Mobil juga memiliki beberapa kelebihan, salah satunya adalah melindungi seseorang dari panas dan hujan, serta dapat memindahkan banyak orang dalam satu kali jalan. Ini yang membuat mobil semakin populer dan diminati.

Sedangkan di Indonesia sendiri, pabrikan yang memasukkan mobil pertama di Indonesia yakni Benz Victoria Phaeton. Itu dimiliki oleh Raja Kasunanan Surakarta Hadiningrat Pakubuwono (PB) X pada 1894.

Mobil buatan Carl Benz pada 26 Januari 1986 tersebut dipesan langsung dari Eropa melalui perusahaan Protle & Co, yang berkantor di Pasar Besar, Surabaya. Itu merupakan sebuah perusahaan importir barang-barang bermerek seperti, piano, kereta, kuda, serta kendaraan bermotor.

infografis

Benz Victoria Phaeton yang diimpor langsung dari Eropa saat itu dihargai 10.000 Gulden atau setara Rp83,9 juta.

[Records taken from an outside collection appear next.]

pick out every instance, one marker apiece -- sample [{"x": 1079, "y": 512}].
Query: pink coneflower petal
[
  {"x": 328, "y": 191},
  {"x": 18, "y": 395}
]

Mobil tersebut tiba di Pelabuhan Semarang, Jawa Tengah dan diterima oleh Sultan Pakubuwono X setahun kemudian setelah pemesanan.

Mobil tersebut juga datang lebih dulu ke Indonesia yang dulu bernama Hindia Belanda ketimbang Belanda. Pasalnya, mobil pertama yang masih ke Belanda baru datang pada 1896 di Den Haag.

Bentuknya yang seperti kereta kuda membuat banyak orang pada saat itu kagum sekaligus heran. Pasalnya, mobil tersebut tidak perlu ditarik oleh kuda yang membuat mereka menyebut mobil itu sebagai ‘Kereta Setan’.

Pasalnya, pada 1800-an transportasi darat saat itu menggunakan tenaga kuda untuk menariknya atau dikenal dengan sebutan kereta. Kondisi ini yang membuat masyarakat heran karena saat itu juga belum populer kendaraan bermotor di Indonesia.

Mengenai mesin yang digunakan, Benz Victoria Phaeton atau Kereta Setan memiliki satu silinder dengan kapasitas mesin 2,0 liter yang menghasilkan tenaga 5 hp. Namun, masih menggunakan roda kalu dan ban karet yang keras, tapi dapat menampung delapan orang.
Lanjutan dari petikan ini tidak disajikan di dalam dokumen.